As infindáveis horas de vídeos, posteriormente publicadas nas suas redes sociais, mostram a popularidade do lusodescendente nas ruas parisienses. A “família Jérôme”, como o colete amarelo carinhosamente apelida, cresce também no Facebook, contando hoje com 127 mil seguidores.
“E depois levo um tiro”, Jérôme regressa ao episódio que mudou a sua vida. “Então um tipo simpático, que tratava todos por igual, que até apelava pela paz, leva um tiro no olho?”. O sentimento de revolta intensificou-se no dia em que Jérôme foi ferido. A ele junta-se a família de coletes amarelos: “Claro que não gostaram”.
Jérôme desvia novamente o olhar para a caixa das memórias em cima da mesa: “Isto é o símbolo da nova Democracia em França”, aponta. “A França sempre foi um exemplo de revolução. Mas hoje é o reflexo de repressão”. A liberdade e a igualdade que a França prometeu a Jérôme perderam-se com o olho. Só resta a fraternidade dos seus coletes amarelos.
A causa de uma vida
Filho de pai português e mãe francesa, Jérôme Rodrigues cresceu sempre muito ligado a Portugal. Não esquece as histórias que lhe contavam sobre a Revolução dos Cravos, lamentando não ter feito parte da luta portuguesa. No entanto, alia-se ao movimento dos coletes amarelos pela mesma sensação de contestação. “Não sou o líder”, esclarece, assegurando que o movimento não tem chefia. Mas é um homem de causas. “Esperava por um momento assim há muito tempo”, confessa.
Jérôme reconhece que existe um ‘pré’ e um ‘pós perda do olho’. “A minha vida foi abaixo. Perdi quase tudo”, desabafa. Jérôme deixou de falar com alguns familiares. “Não percebiam a minha luta”, justifica. Foi declarado como inválido e, por isso, ficou também desempregado. “Toda a gente reconhecia-me.

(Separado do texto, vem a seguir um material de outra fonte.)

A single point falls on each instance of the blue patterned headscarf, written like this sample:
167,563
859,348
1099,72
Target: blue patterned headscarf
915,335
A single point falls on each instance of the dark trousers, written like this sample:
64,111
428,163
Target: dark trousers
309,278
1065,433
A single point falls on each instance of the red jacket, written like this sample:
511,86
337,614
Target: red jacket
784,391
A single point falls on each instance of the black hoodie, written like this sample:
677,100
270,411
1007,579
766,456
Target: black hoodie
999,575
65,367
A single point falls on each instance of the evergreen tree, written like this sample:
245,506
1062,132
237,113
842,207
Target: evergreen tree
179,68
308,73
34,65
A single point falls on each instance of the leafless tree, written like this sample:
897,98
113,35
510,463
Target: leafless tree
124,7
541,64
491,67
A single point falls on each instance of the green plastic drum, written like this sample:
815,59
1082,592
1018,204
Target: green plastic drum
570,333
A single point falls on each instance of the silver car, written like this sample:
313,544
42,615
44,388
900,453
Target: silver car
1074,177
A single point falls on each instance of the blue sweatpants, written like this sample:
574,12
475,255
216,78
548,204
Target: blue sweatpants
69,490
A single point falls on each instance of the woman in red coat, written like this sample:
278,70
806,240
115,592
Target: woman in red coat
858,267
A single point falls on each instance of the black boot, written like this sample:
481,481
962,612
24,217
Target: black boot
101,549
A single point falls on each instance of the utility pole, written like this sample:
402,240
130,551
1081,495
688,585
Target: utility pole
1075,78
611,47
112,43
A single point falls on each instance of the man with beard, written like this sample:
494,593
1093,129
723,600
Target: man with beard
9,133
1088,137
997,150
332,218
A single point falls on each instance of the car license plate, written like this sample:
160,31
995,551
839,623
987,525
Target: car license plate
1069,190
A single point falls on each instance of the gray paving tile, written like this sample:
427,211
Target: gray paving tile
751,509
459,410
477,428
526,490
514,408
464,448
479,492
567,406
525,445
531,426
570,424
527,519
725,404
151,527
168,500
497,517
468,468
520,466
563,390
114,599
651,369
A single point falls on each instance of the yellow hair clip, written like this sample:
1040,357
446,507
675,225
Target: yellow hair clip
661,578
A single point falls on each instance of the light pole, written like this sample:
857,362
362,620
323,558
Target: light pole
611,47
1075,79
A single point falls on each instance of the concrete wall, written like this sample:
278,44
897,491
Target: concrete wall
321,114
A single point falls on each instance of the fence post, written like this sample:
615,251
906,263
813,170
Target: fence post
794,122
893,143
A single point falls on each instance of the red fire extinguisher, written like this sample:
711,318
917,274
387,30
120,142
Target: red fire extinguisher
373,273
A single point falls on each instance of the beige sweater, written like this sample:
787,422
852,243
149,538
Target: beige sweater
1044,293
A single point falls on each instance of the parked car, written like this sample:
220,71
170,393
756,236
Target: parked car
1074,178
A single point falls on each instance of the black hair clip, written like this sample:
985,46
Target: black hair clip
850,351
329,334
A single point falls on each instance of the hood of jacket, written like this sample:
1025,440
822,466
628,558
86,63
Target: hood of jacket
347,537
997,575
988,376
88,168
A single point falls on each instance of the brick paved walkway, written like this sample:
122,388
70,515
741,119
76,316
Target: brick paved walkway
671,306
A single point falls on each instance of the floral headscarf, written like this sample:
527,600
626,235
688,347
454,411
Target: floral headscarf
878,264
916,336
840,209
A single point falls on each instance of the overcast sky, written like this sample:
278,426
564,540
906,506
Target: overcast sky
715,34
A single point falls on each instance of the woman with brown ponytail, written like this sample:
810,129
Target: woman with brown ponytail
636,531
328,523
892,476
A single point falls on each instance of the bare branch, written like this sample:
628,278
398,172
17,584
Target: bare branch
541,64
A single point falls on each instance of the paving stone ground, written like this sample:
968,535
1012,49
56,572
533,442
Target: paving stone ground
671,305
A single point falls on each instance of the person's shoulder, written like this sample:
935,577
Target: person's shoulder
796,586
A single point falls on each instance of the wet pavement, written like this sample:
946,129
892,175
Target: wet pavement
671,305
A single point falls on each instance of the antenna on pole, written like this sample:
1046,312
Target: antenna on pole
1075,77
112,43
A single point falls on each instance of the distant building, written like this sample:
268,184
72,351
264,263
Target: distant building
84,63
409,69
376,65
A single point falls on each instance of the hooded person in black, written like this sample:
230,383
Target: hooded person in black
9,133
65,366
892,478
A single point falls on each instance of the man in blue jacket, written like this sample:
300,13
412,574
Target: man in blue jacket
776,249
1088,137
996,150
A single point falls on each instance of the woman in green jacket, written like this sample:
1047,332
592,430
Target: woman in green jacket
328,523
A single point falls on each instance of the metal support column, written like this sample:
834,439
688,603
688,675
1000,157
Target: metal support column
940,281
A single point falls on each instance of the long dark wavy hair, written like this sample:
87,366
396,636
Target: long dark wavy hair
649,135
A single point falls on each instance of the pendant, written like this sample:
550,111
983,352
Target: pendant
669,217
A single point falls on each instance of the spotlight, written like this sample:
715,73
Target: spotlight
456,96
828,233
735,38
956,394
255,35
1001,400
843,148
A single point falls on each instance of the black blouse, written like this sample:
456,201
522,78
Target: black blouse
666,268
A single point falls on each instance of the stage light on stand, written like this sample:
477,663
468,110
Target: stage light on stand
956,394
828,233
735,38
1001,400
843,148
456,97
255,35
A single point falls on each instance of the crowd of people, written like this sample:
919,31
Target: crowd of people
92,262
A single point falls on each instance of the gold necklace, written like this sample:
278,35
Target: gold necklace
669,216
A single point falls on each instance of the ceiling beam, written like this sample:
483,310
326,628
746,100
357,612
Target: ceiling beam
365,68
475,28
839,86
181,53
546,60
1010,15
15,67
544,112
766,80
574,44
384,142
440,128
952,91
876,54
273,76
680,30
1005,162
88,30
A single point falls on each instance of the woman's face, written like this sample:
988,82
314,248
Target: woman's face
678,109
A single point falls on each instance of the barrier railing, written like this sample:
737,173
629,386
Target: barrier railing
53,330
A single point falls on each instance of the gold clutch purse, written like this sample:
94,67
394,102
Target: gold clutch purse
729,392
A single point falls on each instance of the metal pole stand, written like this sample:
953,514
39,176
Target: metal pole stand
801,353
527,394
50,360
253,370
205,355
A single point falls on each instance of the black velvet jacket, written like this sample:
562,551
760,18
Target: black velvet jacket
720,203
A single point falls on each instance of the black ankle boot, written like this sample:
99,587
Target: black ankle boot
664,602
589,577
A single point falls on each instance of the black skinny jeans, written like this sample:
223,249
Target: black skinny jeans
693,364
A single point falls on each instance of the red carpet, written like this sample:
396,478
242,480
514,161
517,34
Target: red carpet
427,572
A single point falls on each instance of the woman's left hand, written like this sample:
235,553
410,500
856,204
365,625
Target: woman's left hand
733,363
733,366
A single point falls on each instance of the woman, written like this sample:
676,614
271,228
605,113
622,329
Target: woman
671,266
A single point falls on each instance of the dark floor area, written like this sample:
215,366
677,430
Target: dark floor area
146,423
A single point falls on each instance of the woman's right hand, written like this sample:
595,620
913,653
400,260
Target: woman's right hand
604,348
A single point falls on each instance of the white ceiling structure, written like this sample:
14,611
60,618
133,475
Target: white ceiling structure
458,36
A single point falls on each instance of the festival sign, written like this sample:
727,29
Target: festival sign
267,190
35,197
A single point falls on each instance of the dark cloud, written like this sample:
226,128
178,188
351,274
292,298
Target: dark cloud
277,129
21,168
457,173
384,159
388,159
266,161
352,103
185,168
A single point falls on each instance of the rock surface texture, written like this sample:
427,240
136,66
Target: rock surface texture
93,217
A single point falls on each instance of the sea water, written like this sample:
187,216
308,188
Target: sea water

O governo também inventou mentiras sobre a minha vida a dizer que batia na minha mulher”, o que só prejudicou a sua imagem. De herói passou a monstro. Assegura que a sua vida “nunca mais voltará ao normal”. Mas a saúde mental foi a mais prejudicada. “É complicado”, confessa.
Jérôme está hoje impedido de entrar em Paris e, consequentemente, de acompanhar o crescimento da filha mais nova de um ano. Vive escondido a mais de 600 km da capital francesa, numa casa partilhada por uma dezena de amigos também eles antigos coletes amarelos. “Foi a fraternidade dos coletes amarelos que me deu teto e comida”, afirma.
A dedicação ao movimento cegou-o. Hoje reconhece os erros do passado, mas recusa desistir da luta acreditando na reincidência do movimento “com uma outra forma”. “Os protestos ganharam pouca visibilidade porque os franceses ficaram com medo”, tenta explicar.
Apesar de estar mais distanciado, Jérôme não se consegue desligar. “Aquelas pessoas dão-me esperança. Custa-me deixá-las”, lamenta ao rever os vídeos de há dois anos. O telemóvel só tem seis meses e mais de mil chamadas não atendidas, fora as centenas de mensagens por abrir. “Durmo muito pouco a pensar nos coletes amarelos”, confessa. Mas antes de regressar precisa de se reerguer.